25 juillet
Ressentir le manque
Napoléon se trouvait dans un état de misère si total qu'il ne ressentait même pas son corps.
Il devait bien se tenir quelque part, mais il n'aurait pas su dire où. C'est-à-dire, il ne reconnaissait pas les matériaux sous ce corps qu'il ne sentait plus. Des pavés, du béton, un matelas, du sable, il n'aurait pu le deviner. Tout ce qu'il savait, c'était que quelque chose autour de lui étouffait ses mouvements et qu'il avait soif. La soif ne se tarissait jamais.

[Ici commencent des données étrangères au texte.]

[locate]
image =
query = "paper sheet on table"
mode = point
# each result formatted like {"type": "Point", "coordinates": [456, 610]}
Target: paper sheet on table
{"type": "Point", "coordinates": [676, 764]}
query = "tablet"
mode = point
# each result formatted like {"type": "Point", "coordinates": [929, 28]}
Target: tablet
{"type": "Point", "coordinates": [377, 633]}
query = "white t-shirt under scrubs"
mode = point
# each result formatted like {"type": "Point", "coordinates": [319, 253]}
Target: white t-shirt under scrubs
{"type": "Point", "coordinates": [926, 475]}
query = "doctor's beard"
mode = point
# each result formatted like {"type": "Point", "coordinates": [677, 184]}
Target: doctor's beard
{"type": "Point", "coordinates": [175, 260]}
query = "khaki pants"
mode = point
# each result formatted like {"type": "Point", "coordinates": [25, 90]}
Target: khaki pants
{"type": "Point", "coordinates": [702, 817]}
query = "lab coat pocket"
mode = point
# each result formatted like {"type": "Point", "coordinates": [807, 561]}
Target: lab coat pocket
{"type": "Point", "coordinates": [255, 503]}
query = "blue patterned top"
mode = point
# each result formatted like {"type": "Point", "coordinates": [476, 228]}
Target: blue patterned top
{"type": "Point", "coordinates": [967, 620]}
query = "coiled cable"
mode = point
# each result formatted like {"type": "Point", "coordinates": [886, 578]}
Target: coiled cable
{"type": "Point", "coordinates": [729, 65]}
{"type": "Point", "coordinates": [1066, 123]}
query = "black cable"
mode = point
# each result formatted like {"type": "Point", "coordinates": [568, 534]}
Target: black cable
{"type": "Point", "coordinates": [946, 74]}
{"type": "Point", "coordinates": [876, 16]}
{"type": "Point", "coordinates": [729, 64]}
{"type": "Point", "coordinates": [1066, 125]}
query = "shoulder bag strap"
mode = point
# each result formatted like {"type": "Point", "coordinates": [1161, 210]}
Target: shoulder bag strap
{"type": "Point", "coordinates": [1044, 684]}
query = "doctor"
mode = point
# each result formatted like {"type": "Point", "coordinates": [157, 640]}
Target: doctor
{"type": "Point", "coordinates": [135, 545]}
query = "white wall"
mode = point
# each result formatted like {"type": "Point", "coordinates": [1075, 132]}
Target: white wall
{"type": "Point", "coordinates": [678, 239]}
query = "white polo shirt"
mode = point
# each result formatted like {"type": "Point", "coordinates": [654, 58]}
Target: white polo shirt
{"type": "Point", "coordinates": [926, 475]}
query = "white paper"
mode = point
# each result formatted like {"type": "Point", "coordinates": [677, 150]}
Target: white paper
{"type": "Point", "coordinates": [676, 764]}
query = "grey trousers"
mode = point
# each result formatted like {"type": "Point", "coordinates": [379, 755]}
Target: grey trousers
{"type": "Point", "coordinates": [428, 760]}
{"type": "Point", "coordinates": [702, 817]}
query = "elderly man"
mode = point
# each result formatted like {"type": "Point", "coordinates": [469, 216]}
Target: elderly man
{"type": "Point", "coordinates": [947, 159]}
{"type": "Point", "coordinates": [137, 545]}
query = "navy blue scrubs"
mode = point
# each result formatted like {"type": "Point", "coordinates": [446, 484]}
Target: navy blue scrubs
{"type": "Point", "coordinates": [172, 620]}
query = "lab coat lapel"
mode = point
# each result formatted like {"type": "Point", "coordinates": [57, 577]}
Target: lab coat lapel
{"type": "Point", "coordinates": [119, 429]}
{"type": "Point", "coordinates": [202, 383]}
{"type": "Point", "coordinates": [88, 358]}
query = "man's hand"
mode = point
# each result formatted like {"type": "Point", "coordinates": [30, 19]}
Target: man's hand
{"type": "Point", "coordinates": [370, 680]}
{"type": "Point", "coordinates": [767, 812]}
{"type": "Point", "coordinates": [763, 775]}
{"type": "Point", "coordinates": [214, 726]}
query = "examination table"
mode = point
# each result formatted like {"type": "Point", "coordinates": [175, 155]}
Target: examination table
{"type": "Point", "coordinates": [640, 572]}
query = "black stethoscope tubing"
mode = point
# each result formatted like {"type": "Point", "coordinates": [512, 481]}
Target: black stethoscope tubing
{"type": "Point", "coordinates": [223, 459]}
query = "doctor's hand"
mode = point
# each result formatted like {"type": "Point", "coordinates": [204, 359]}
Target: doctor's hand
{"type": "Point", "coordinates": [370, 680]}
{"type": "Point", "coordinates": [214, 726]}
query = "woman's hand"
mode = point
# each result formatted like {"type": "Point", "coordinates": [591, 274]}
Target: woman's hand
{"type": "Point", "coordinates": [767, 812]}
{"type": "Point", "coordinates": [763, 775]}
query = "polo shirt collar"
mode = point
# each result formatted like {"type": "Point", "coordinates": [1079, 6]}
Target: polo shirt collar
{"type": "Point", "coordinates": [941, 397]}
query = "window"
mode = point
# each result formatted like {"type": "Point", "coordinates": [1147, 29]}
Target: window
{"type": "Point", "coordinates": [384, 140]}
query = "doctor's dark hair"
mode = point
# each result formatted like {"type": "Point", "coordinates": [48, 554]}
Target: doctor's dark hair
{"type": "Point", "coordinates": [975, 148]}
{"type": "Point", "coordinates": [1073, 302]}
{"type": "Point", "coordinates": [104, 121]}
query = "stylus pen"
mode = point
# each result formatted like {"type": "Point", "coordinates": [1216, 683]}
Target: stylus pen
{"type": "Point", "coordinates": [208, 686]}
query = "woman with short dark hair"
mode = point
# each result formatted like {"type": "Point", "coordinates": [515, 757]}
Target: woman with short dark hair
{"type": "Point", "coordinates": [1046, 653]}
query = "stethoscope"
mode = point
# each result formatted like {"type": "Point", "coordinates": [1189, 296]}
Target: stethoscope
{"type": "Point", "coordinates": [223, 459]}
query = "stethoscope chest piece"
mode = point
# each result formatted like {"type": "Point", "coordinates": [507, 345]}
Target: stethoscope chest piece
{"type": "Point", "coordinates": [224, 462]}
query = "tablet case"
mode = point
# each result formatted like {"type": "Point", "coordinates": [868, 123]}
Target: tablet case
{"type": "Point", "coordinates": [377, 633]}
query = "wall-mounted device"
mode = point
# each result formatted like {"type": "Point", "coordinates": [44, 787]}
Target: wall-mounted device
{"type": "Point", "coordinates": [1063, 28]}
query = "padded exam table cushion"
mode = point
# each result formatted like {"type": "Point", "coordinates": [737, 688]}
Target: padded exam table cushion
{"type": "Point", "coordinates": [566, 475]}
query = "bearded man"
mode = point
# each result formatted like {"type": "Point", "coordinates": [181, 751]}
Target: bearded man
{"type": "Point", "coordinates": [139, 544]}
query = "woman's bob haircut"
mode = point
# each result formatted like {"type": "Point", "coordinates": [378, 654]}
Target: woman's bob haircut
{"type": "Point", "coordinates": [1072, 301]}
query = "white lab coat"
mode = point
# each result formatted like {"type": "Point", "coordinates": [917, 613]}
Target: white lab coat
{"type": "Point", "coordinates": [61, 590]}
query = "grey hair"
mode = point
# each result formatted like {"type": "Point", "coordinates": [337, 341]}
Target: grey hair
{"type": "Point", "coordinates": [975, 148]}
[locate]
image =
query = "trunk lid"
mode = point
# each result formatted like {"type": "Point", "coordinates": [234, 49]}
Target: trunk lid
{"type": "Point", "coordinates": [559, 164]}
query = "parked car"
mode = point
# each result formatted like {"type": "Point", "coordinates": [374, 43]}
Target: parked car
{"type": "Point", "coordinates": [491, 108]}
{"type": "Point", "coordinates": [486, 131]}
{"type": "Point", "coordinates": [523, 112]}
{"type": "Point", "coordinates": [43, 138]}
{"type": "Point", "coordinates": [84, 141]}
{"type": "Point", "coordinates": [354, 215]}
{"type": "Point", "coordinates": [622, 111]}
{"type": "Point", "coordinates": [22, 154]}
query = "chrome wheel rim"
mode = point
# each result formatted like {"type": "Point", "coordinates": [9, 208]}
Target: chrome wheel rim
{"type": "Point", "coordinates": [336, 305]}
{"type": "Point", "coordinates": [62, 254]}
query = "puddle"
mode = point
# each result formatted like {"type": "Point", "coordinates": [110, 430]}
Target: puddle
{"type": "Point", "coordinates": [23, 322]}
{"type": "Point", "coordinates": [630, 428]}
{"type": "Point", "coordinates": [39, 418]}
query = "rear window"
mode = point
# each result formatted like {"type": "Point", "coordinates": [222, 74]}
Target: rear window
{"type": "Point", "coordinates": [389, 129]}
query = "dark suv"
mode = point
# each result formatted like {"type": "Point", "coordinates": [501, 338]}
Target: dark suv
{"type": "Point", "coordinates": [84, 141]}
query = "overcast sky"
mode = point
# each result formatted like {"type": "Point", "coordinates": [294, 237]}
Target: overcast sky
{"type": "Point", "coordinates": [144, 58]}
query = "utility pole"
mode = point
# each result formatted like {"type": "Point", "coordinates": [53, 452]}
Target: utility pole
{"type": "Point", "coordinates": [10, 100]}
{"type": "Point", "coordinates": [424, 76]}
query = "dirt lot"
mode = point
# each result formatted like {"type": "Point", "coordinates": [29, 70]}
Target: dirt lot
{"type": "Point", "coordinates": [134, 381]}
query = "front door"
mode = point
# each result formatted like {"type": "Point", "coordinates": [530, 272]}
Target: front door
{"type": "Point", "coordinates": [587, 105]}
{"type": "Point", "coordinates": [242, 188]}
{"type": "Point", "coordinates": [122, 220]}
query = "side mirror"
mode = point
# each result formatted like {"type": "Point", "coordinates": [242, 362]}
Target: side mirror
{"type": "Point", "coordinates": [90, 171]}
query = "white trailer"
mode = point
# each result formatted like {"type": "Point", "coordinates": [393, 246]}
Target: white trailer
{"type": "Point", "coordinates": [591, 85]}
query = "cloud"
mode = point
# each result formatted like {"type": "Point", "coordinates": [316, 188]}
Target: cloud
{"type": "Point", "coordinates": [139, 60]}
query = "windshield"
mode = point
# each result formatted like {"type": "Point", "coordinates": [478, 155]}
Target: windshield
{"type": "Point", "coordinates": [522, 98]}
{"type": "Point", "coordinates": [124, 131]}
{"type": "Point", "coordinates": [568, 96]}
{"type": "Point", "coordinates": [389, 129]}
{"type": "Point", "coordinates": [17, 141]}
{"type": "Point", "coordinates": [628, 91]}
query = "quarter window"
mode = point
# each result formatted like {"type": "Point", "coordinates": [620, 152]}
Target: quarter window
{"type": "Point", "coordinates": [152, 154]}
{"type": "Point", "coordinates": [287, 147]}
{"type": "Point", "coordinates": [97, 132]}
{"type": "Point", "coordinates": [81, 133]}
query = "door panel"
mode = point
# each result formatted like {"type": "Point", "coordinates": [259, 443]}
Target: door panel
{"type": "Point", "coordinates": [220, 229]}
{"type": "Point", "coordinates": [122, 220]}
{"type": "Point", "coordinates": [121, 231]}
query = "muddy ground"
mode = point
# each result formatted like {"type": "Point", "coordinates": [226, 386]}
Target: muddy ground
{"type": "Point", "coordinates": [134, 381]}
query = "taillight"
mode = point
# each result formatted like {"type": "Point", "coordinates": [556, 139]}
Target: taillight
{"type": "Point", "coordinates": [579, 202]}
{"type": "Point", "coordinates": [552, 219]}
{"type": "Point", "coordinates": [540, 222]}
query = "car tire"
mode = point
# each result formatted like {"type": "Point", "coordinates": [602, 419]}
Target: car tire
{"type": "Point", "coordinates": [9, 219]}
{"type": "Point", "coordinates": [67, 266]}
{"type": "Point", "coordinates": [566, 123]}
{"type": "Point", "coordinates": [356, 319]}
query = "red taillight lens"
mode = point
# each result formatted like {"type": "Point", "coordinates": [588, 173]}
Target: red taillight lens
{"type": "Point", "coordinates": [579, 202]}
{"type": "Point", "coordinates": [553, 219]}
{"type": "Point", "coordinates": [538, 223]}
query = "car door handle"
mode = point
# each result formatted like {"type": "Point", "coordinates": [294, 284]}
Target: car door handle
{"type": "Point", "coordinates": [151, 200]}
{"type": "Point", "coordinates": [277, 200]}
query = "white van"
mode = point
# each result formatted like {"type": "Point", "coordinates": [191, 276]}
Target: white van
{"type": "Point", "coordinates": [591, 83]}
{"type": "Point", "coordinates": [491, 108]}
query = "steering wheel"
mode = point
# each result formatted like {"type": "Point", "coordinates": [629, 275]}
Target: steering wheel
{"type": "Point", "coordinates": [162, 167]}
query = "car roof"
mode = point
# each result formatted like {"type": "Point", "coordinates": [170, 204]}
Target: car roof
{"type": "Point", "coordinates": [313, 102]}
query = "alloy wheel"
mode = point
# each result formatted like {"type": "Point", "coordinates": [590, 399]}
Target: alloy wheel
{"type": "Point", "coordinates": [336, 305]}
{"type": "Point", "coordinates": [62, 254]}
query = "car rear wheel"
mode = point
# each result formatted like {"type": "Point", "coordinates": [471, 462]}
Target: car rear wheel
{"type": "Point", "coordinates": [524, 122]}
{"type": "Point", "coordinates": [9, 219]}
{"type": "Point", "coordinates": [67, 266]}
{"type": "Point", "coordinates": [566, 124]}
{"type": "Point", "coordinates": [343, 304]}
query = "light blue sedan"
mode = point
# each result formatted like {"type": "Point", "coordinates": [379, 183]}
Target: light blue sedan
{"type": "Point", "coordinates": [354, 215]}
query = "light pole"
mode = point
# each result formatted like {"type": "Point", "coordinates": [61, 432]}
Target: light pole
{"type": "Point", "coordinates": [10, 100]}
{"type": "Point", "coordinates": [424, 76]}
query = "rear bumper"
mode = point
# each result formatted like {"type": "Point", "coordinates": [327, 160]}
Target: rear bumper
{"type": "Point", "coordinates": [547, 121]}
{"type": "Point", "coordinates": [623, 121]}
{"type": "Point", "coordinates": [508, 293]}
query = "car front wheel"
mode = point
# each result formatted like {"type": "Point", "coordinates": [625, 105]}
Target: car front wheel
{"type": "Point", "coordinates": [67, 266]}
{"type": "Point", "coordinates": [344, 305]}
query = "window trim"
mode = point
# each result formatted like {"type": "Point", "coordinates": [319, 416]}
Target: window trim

À la réflexion, il ressentait bien autre chose : c'était un manque terrible qui commençait à ronger son cœur et sa décontraction habituelle. Illya n'était pas là. Il l'avait appelé quand le malaise, la douleur, la confusion étaient devenus insupportables et qu'il avait compris qu'il était passé à deux doigts de tomber dans le fleuve. Il s'y serait noyé. Illya n'était pas venu. Il avait mal, mais son cerveau modelé et entraîné par l'U.N.C.L.E ne le laissait pas oublier les situations d'urgence. Si la mission n'était pas terminée, si Illya n'était pas là, alors il était encore en train d'accomplir la mission…
Était-il en danger ? Napoléon ne pouvait pas le savoir. Il sentait juste qu'Illya n'était pas là. Il n'était pas venu. Alors qu'il était pourtant sa source principale de réconfort depuis toutes ces années. Il volait à son secours. Il le protégeait. Il riait avec lui. Il était toujours d'accord pour passer du temps ensemble en-dehors du travail. Il le connaissait si bien, mieux parfois que Napoléon se connaissait lui-même. Il aurait aimé qu'il soit là.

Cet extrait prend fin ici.